Dependencies
Sean Russell
upstart at ser1.net
Tue Oct 10 14:01:37 BST 2006
On Monday 09 October 2006 17:33, Scott James Remnant wrote:
> > Does Upstart generate an event when a job goes into a wait state?
>
> Yes, upstart generates events at all job state changes.
Well, then, all of the situations can have a well-defined, reasonable
behavior. To re-iterate, a conditional requirement is considered
satisfied if (0) it isn't present in /etc/event.d, (1) it fails, or (2)

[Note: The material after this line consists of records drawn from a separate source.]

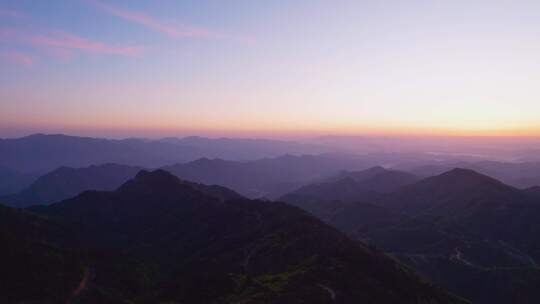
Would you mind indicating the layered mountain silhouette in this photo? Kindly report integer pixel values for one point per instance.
(12, 181)
(521, 175)
(269, 178)
(161, 239)
(66, 182)
(41, 153)
(348, 195)
(464, 230)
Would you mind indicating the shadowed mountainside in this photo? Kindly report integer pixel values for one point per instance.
(191, 243)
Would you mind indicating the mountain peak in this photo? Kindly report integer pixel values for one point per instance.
(159, 174)
(468, 176)
(157, 179)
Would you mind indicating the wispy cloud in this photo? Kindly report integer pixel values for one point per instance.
(67, 41)
(61, 42)
(153, 23)
(17, 57)
(166, 28)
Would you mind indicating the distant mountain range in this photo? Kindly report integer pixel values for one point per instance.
(66, 182)
(269, 177)
(40, 153)
(332, 197)
(160, 239)
(517, 174)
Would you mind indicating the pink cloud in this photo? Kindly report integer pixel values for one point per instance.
(17, 57)
(66, 41)
(152, 23)
(63, 43)
(168, 29)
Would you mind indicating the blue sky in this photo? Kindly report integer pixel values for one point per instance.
(153, 68)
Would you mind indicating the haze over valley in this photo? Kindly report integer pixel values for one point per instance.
(269, 152)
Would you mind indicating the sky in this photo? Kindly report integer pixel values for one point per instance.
(270, 68)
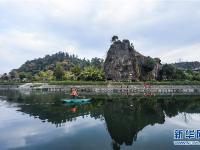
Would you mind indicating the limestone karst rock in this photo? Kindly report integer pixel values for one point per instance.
(124, 63)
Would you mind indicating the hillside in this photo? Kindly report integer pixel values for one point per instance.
(50, 64)
(195, 65)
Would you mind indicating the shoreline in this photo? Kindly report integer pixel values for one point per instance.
(106, 88)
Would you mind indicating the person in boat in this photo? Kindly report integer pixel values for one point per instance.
(74, 93)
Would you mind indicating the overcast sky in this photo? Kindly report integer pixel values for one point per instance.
(169, 29)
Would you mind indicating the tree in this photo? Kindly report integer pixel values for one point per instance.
(68, 75)
(45, 75)
(168, 72)
(97, 62)
(92, 74)
(180, 75)
(114, 38)
(76, 70)
(59, 72)
(149, 64)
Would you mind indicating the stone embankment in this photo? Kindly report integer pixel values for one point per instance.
(108, 88)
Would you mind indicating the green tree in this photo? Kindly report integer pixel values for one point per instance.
(92, 74)
(97, 63)
(76, 70)
(180, 75)
(46, 75)
(68, 75)
(59, 72)
(114, 38)
(168, 72)
(149, 64)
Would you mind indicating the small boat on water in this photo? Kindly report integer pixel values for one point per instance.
(78, 100)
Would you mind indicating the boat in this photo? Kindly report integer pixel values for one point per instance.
(76, 100)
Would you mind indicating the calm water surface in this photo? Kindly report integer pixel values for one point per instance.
(40, 121)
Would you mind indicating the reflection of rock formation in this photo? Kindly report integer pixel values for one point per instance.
(124, 63)
(124, 119)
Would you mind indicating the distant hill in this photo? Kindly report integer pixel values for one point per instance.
(49, 63)
(195, 65)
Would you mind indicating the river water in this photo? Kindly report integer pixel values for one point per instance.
(41, 121)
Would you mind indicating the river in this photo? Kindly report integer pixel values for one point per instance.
(41, 121)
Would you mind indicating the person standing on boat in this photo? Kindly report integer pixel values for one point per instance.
(74, 93)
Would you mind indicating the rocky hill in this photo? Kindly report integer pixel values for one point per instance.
(195, 65)
(124, 63)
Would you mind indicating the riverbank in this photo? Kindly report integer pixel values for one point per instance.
(185, 82)
(109, 88)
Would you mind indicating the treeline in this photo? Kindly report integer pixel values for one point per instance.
(170, 72)
(62, 66)
(59, 66)
(188, 65)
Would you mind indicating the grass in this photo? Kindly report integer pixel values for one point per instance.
(185, 82)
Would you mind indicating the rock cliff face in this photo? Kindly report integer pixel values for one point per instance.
(124, 63)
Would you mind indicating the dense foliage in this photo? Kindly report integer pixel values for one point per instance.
(59, 66)
(64, 67)
(188, 65)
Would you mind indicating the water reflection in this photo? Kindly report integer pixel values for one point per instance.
(124, 116)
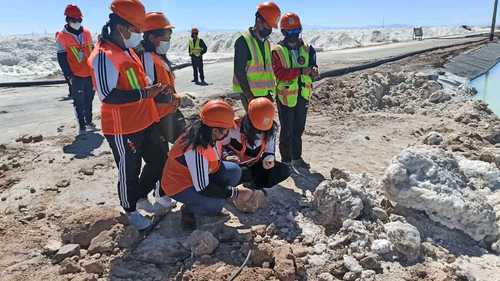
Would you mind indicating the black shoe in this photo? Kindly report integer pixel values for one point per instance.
(188, 220)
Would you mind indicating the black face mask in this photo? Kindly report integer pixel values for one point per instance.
(265, 32)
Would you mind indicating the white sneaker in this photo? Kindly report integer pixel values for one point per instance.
(145, 205)
(138, 221)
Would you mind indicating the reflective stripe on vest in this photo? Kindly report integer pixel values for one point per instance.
(165, 77)
(260, 73)
(77, 52)
(248, 160)
(176, 176)
(195, 49)
(128, 118)
(288, 91)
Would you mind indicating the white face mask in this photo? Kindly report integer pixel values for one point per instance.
(75, 25)
(163, 48)
(134, 40)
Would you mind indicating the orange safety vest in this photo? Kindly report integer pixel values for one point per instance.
(77, 53)
(176, 176)
(241, 153)
(133, 117)
(165, 77)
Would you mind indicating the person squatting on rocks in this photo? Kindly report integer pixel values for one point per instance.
(251, 144)
(129, 114)
(195, 173)
(74, 45)
(152, 52)
(253, 73)
(197, 48)
(294, 64)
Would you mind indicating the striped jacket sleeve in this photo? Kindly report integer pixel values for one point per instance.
(106, 75)
(198, 168)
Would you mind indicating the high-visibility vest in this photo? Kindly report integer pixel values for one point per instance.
(133, 117)
(260, 73)
(165, 77)
(241, 153)
(77, 52)
(194, 47)
(176, 176)
(288, 91)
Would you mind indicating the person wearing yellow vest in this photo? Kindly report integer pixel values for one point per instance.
(197, 48)
(74, 45)
(253, 73)
(129, 115)
(251, 144)
(294, 64)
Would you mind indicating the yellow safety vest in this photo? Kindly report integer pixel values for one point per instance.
(288, 91)
(195, 49)
(260, 73)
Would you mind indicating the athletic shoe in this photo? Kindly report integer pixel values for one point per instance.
(300, 163)
(138, 221)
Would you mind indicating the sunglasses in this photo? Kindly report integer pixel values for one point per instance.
(294, 31)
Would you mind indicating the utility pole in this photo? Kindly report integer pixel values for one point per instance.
(493, 23)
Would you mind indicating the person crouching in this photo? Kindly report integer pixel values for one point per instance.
(251, 144)
(195, 174)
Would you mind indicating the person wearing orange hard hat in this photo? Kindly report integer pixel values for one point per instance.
(253, 74)
(294, 64)
(152, 51)
(251, 144)
(74, 45)
(197, 48)
(195, 173)
(129, 115)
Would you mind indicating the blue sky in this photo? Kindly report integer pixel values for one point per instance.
(39, 16)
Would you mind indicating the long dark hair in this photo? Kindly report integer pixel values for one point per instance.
(198, 134)
(251, 132)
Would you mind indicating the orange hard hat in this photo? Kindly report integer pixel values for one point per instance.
(73, 11)
(217, 114)
(131, 11)
(261, 113)
(290, 21)
(270, 12)
(155, 21)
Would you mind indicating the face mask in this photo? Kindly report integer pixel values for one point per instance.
(265, 32)
(75, 25)
(134, 40)
(163, 48)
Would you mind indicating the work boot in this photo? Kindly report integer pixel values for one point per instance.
(300, 163)
(138, 221)
(188, 220)
(91, 127)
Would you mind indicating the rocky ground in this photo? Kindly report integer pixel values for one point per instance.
(404, 186)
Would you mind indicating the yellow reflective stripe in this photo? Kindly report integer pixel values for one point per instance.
(132, 79)
(76, 53)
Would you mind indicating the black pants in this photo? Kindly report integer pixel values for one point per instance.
(82, 93)
(197, 63)
(293, 123)
(129, 151)
(261, 178)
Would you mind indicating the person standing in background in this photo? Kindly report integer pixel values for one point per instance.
(74, 45)
(197, 49)
(129, 116)
(294, 64)
(253, 72)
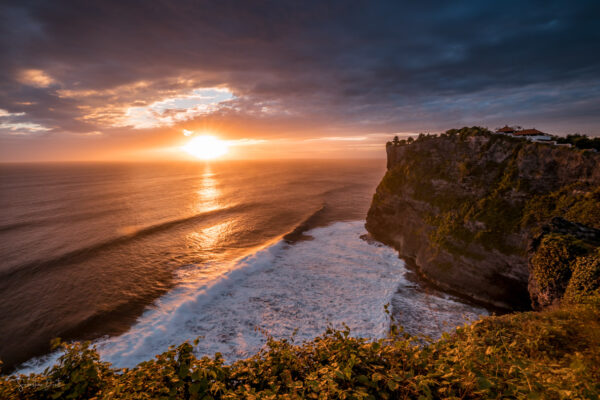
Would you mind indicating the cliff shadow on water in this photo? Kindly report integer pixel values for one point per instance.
(483, 214)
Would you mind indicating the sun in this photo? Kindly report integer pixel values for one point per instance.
(206, 147)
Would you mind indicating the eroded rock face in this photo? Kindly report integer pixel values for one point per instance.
(465, 207)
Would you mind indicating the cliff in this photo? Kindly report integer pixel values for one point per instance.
(480, 214)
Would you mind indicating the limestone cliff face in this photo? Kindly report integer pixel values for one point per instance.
(466, 205)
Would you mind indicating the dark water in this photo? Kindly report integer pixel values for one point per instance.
(86, 248)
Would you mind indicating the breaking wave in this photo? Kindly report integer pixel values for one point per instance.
(285, 289)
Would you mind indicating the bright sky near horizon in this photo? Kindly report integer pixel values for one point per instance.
(114, 80)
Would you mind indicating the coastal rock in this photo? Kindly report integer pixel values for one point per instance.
(466, 206)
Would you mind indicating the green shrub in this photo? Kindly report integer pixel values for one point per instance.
(584, 285)
(551, 263)
(550, 355)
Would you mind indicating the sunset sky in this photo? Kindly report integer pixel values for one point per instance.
(105, 80)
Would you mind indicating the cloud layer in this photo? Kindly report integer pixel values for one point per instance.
(305, 69)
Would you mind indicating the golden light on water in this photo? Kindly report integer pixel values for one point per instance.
(206, 147)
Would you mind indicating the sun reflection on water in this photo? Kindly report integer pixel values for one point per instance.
(208, 194)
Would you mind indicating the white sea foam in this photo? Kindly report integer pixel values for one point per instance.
(335, 278)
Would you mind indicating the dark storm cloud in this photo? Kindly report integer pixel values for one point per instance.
(362, 65)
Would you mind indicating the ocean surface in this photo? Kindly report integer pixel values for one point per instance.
(137, 257)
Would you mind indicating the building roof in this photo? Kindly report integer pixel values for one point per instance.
(506, 129)
(529, 132)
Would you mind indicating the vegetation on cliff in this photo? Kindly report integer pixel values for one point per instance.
(506, 201)
(480, 205)
(550, 355)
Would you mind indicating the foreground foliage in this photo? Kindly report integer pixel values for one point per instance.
(550, 355)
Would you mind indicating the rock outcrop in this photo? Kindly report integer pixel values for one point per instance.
(466, 206)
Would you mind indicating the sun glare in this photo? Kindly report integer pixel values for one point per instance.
(206, 147)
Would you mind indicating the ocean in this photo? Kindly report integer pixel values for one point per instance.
(137, 257)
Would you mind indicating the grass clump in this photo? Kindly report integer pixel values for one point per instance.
(550, 355)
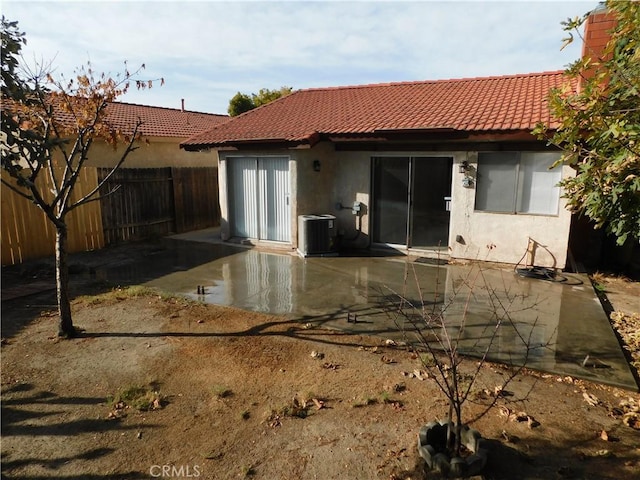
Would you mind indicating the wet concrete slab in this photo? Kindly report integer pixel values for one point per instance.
(560, 328)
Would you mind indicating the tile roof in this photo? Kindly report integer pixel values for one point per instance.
(160, 121)
(514, 102)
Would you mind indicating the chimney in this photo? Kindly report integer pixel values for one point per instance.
(597, 30)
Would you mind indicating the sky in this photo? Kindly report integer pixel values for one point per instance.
(207, 51)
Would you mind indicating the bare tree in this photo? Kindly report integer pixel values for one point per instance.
(48, 128)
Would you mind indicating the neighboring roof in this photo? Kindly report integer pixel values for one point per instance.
(160, 121)
(506, 103)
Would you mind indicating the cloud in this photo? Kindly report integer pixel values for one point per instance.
(207, 51)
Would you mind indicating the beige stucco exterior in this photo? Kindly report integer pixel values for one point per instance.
(345, 177)
(156, 152)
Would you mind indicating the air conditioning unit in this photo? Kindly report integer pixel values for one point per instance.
(316, 235)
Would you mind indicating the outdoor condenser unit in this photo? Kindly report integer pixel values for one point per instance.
(316, 235)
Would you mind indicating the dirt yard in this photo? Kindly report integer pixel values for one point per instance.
(232, 394)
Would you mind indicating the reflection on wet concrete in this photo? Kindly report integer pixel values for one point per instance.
(555, 325)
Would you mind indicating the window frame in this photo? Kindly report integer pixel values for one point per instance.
(517, 174)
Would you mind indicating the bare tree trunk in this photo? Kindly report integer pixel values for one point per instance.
(65, 327)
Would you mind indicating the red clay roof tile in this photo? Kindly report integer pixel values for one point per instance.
(515, 102)
(160, 121)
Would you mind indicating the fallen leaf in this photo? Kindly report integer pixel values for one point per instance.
(590, 399)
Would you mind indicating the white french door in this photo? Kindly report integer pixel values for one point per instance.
(259, 198)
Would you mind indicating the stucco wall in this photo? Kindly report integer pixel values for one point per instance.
(501, 237)
(345, 177)
(159, 152)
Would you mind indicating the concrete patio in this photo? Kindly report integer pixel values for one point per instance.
(562, 323)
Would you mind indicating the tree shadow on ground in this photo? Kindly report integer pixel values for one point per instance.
(18, 419)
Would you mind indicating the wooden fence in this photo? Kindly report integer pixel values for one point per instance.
(27, 233)
(148, 203)
(155, 202)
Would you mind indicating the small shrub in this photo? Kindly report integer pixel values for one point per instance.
(139, 398)
(220, 391)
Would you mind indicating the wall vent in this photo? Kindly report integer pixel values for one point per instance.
(316, 235)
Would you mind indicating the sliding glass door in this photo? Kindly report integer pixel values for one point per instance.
(411, 201)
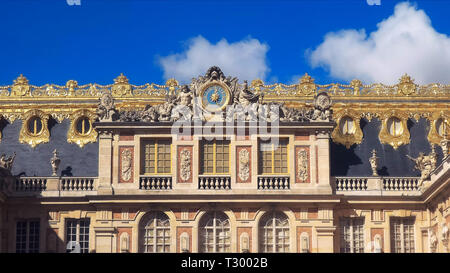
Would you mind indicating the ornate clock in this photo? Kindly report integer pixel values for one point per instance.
(215, 97)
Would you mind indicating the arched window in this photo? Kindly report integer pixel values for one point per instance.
(215, 233)
(347, 126)
(155, 233)
(274, 232)
(395, 126)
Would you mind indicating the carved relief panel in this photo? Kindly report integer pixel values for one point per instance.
(185, 164)
(302, 164)
(126, 168)
(243, 164)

it goes into a wait state.
So, using some bogus syntax that I just made up:
start on a/started b/started c/started?
would mean "require both a/started and b/started, and conditionally
c/started". Or, in Gentoo speak:
need a
need b
after c
This job would only get started when both a and b have already been
started, and when c/started is satisfied by one of the three states
described above.
Does this sound reasonable?
I haven't considered an equivalent for Gentoo's "before"... I'm not sure
that it is necessary. Gentoo's "use" is a hack to implement meta-jobs.
For example:
metalog isa logger
syslog isa logger
somejob uses "logger"
This allows multiple packages to supply some facility without having to
add support for every possible package in every package that uses it.
Upstart doesn't need this; "start on" satisfies the need:
start on metalog/started
start on syslog/started
This is somewhat tedious for event maintainers. A better solution would
be if jobs can define their own event names, so that "metalog" would
generate "logger" events. This would make systems maintenance much
easier, but isn't strictly necessary.